Bitcoin ou or : selon TradingView, le duel des valeurs refuges vient de basculer

L’or et le bitcoin sont les deux valeurs refuges préférées de ceux qui redoutent l’inflation et l’endettement des États. Depuis des mois, les deux actifs grimpent en même temps, mais l’un progresse plus vite que l’autre. Un ratio précis vient de franchir un seuil qu’il n’avait plus atteint depuis janvier, et l’écart pourrait encore se creuser dans les prochaines semaines.
Un ratio qui n’avait plus bougé depuis janvier
Pour comparer les deux actifs, les analystes utilisent un indicateur simple : le prix d’un bitcoin divisé par celui d’une once troy d’or, soit environ 31,1 grammes. Avec un BTC proche de 81 000 dollars et un métal jaune autour de 4 480 dollars, le rapport dépasse désormais 18 onces d’or pour un seul bitcoin.
Selon les données de TradingView, le ratio a précisément atteint 18,17, son plus haut niveau depuis janvier. Concrètement, un bitcoin permet en théorie d’acheter un peu plus de 18 onces d’or, hors frais et écarts de cotation entre plateformes.
Cette progression ne veut pas dire que l’or recule. Le métal précieux reste à des niveaux élevés, mais le bitcoin avance momentanément plus vite en dollars. Les deux actifs peuvent donc grimper ensemble tout en voyant leur rapport de force évoluer, un peu comme deux coureurs qui accélèrent tous les deux sans courir à la même vitesse. Cette dynamique rappelle d’ailleurs d’autres actifs longtemps ignorés par les épargnants français avant de connaître une envolée. Reste à savoir si cette avance du bitcoin sur l’or va se confirmer ou n’est qu’un simple sursaut passager.
Pourquoi ces deux actifs montent ensemble
L’or et le bitcoin sont régulièrement associés au debasement trade, le pari sur l’avilissement monétaire. Cette stratégie consiste à privilégier des actifs dont l’offre ne dépend pas d’un gouvernement ou d’une banque centrale, par crainte que l’inflation ou la création monétaire ne réduisent la valeur des devises classiques.
Le bitcoin possède une offre plafonnée à 21 millions d’unités. L’or reste un actif physique difficile à produire rapidement. Ces caractéristiques expliquent leur usage comme instruments de diversification, même si le bitcoin demeure bien plus volatil que le métal jaune et sensible aux mouvements des marchés risqués, un peu comme le secteur crypto l’a montré lors de récentes turbulences.

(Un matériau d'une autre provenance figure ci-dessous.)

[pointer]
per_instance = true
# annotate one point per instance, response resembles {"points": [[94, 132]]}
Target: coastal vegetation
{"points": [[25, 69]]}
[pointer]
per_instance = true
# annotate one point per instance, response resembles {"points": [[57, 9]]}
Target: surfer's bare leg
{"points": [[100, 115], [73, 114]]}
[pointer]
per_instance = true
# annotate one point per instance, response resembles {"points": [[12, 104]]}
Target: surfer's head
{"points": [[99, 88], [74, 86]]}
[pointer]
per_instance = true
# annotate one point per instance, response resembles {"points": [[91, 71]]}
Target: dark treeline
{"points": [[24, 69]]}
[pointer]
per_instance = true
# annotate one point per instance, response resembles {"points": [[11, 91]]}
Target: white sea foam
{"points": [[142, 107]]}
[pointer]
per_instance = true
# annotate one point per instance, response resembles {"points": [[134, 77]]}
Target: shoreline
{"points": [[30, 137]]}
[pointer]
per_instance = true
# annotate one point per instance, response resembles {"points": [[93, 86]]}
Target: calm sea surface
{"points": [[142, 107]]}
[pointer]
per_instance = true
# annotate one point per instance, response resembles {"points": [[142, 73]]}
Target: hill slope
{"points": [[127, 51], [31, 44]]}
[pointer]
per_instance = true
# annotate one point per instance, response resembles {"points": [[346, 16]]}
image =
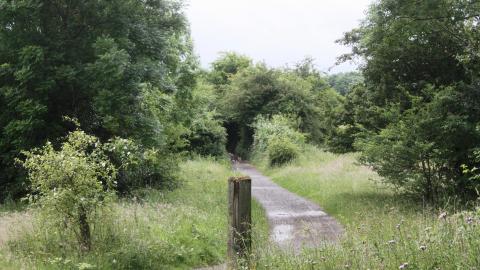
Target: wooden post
{"points": [[240, 219]]}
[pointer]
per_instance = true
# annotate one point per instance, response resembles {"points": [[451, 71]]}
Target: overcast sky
{"points": [[278, 32]]}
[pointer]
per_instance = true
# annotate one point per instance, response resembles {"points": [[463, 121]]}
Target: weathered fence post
{"points": [[240, 220]]}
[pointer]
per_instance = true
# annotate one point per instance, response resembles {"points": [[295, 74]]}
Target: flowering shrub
{"points": [[278, 139], [71, 184]]}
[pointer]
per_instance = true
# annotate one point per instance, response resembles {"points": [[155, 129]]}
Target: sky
{"points": [[277, 32]]}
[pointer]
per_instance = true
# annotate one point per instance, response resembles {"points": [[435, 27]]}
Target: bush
{"points": [[140, 167], [277, 139], [72, 184], [282, 151], [424, 151]]}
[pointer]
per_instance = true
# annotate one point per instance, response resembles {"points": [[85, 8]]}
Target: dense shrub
{"points": [[140, 167], [89, 60], [276, 139], [71, 185], [282, 151], [424, 150], [206, 136]]}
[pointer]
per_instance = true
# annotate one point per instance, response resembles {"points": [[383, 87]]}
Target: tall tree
{"points": [[419, 105]]}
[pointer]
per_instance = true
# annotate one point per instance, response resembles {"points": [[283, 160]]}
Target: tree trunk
{"points": [[85, 237]]}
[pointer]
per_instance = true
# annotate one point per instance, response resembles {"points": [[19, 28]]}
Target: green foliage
{"points": [[226, 66], [277, 139], [344, 82], [159, 230], [423, 151], [416, 114], [282, 151], [105, 63], [259, 90], [70, 185], [383, 230], [207, 136], [140, 167]]}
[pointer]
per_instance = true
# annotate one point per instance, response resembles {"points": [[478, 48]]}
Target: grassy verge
{"points": [[179, 229], [383, 230]]}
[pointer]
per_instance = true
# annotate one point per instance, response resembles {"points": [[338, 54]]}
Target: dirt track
{"points": [[294, 221]]}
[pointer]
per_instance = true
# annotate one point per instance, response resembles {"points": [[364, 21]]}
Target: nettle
{"points": [[72, 184]]}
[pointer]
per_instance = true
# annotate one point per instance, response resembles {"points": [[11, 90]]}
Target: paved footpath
{"points": [[295, 222]]}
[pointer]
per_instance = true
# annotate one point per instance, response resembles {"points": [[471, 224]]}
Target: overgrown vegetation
{"points": [[416, 116], [114, 196], [178, 229], [384, 230]]}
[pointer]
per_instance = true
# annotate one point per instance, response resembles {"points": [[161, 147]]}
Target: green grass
{"points": [[179, 229], [383, 230]]}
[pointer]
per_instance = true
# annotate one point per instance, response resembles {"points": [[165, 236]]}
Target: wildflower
{"points": [[469, 220]]}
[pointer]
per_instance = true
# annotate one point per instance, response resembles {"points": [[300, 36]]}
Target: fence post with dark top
{"points": [[240, 219]]}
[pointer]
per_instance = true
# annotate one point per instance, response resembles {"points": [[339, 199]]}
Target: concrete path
{"points": [[294, 221]]}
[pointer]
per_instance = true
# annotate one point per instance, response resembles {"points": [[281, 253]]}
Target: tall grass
{"points": [[180, 229], [383, 230]]}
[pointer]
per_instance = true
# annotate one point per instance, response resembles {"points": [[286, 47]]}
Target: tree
{"points": [[101, 62], [72, 184], [344, 82], [417, 111]]}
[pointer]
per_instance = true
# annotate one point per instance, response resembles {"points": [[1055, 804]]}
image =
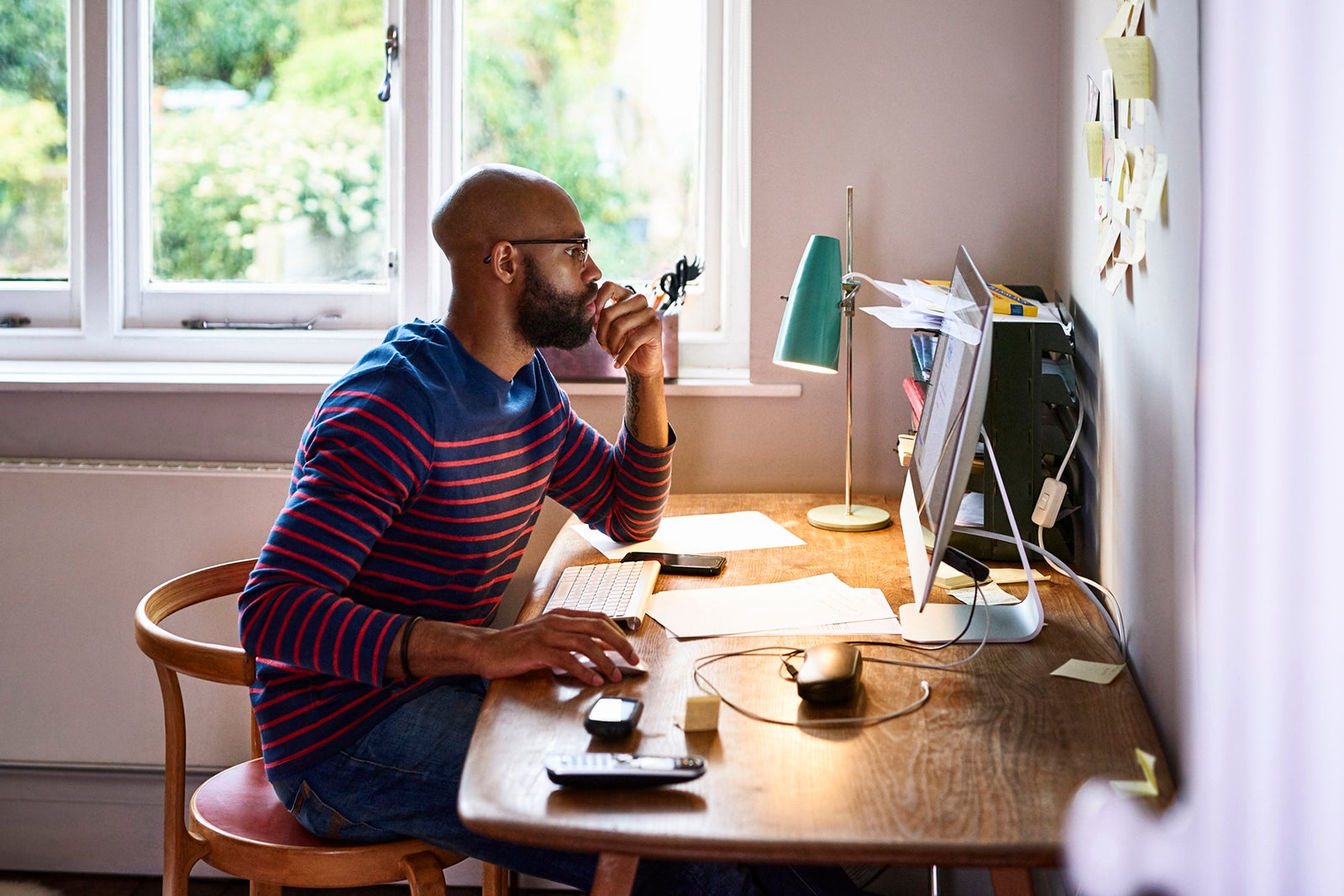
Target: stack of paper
{"points": [[820, 604]]}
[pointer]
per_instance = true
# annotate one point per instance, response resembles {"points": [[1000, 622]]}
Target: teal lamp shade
{"points": [[810, 336]]}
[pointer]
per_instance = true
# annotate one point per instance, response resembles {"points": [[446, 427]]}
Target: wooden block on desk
{"points": [[701, 714]]}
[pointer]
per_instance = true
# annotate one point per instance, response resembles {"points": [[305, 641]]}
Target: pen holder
{"points": [[589, 363]]}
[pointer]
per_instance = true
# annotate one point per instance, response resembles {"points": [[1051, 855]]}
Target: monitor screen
{"points": [[936, 485], [949, 425]]}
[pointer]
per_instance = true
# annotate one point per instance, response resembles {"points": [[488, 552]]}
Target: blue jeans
{"points": [[401, 779]]}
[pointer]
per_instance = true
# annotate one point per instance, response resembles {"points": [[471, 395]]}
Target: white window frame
{"points": [[113, 315]]}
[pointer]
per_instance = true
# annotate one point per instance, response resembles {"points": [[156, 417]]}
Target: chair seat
{"points": [[248, 828]]}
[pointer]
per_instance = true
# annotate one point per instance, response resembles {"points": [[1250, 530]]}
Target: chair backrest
{"points": [[199, 660]]}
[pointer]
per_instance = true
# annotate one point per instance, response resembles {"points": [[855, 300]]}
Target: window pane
{"points": [[34, 163], [604, 97], [266, 137]]}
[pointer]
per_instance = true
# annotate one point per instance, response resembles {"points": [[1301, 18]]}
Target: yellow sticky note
{"points": [[1117, 26], [701, 714], [1101, 673], [990, 595], [1093, 134], [1131, 65], [1146, 788]]}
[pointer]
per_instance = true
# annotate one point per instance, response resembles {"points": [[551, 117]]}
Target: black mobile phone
{"points": [[613, 716], [683, 563]]}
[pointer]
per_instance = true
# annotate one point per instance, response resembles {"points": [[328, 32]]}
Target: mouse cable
{"points": [[709, 687]]}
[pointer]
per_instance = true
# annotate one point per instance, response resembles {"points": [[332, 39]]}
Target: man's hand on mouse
{"points": [[551, 641], [629, 329]]}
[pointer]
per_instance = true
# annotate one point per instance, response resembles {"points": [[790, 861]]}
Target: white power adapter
{"points": [[1047, 506]]}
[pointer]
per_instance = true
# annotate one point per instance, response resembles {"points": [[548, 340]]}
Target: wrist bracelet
{"points": [[407, 644]]}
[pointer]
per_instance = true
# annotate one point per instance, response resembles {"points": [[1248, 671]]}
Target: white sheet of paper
{"points": [[803, 604], [702, 533], [1153, 202], [1115, 275], [884, 620]]}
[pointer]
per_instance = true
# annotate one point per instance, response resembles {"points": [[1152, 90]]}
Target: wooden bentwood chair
{"points": [[237, 824]]}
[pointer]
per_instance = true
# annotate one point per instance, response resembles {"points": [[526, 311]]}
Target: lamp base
{"points": [[859, 519]]}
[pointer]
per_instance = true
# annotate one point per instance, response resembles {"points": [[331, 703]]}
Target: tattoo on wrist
{"points": [[632, 396]]}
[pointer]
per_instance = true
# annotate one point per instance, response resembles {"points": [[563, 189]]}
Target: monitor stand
{"points": [[944, 622]]}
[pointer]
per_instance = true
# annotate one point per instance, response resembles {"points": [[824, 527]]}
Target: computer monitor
{"points": [[940, 469]]}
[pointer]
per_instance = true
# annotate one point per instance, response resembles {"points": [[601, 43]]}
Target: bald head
{"points": [[499, 202]]}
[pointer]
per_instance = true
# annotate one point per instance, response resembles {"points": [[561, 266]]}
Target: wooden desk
{"points": [[981, 775]]}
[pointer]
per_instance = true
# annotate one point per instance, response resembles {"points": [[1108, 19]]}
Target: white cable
{"points": [[1079, 430], [1050, 558], [1112, 600], [806, 723]]}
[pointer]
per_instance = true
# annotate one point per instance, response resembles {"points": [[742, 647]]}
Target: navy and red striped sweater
{"points": [[414, 492]]}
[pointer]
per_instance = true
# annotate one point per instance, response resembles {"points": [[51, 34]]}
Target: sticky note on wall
{"points": [[1095, 139], [1132, 66]]}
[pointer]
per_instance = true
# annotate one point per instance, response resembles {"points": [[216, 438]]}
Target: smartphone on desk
{"points": [[682, 563]]}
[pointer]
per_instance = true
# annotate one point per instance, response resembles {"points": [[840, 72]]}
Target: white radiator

Les finances publiques américaines nourrissent ces inquiétudes. La dette fédérale a franchi les 40 000 milliards de dollars en août 2026. Le Bureau du budget du Congrès prévoit un déficit de 1 900 milliards cette année, soit 5,8 % du PIB, avec des paiements d’intérêts représentant environ 3,3 % du PIB. Un contexte qui pousse aussi certains épargnants à surveiller de près le taux du Livret A, jugé trop faible face à ces incertitudes.

Le seuil des 20 onces en ligne de mire
La demande institutionnelle soutient parallèlement les deux actifs. Selon le World Gold Council, les banques centrales ont acheté plus de 1 000 tonnes d’or par an entre 2022 et 2024, puis 863 tonnes en 2025. Les entreprises cotées détiennent quant à elles environ 1,2 million de bitcoins, dont plus de 845 000 pour la seule société Strategy.
Le prochain seuil symbolique se situe à 20 onces par bitcoin. Une hausse d’environ 10 % du BTC face à l’or suffirait à l’atteindre. Mais la comparaison reste défavorable au bitcoin sur longue période : en décembre 2024, quand le BTC dépassait 106 000 dollars et que l’or évoluait autour de 2 650 dollars, le ratio avait grimpé à un record proche de 40,9 onces.
À son niveau actuel, le bitcoin reste environ 56 % sous ce sommet historique et devrait progresser d’environ 125 % pour le retrouver. Une remontée qui, si elle survenait, rappellerait à ceux qui suivent l’or comme placement refuge les prédictions des experts pour 2026, entre optimisme prudent et rappels à la volatilité.
Le passage au-dessus de 18 onces marque un redressement relatif, pas encore une revanche complète de l’or numérique sur le métal physique. Les deux actifs continuent leur course en parallèle, portés par les mêmes craintes budgétaires. Reste à voir lequel des deux tiendra la distance quand l’inflation reculera vraiment.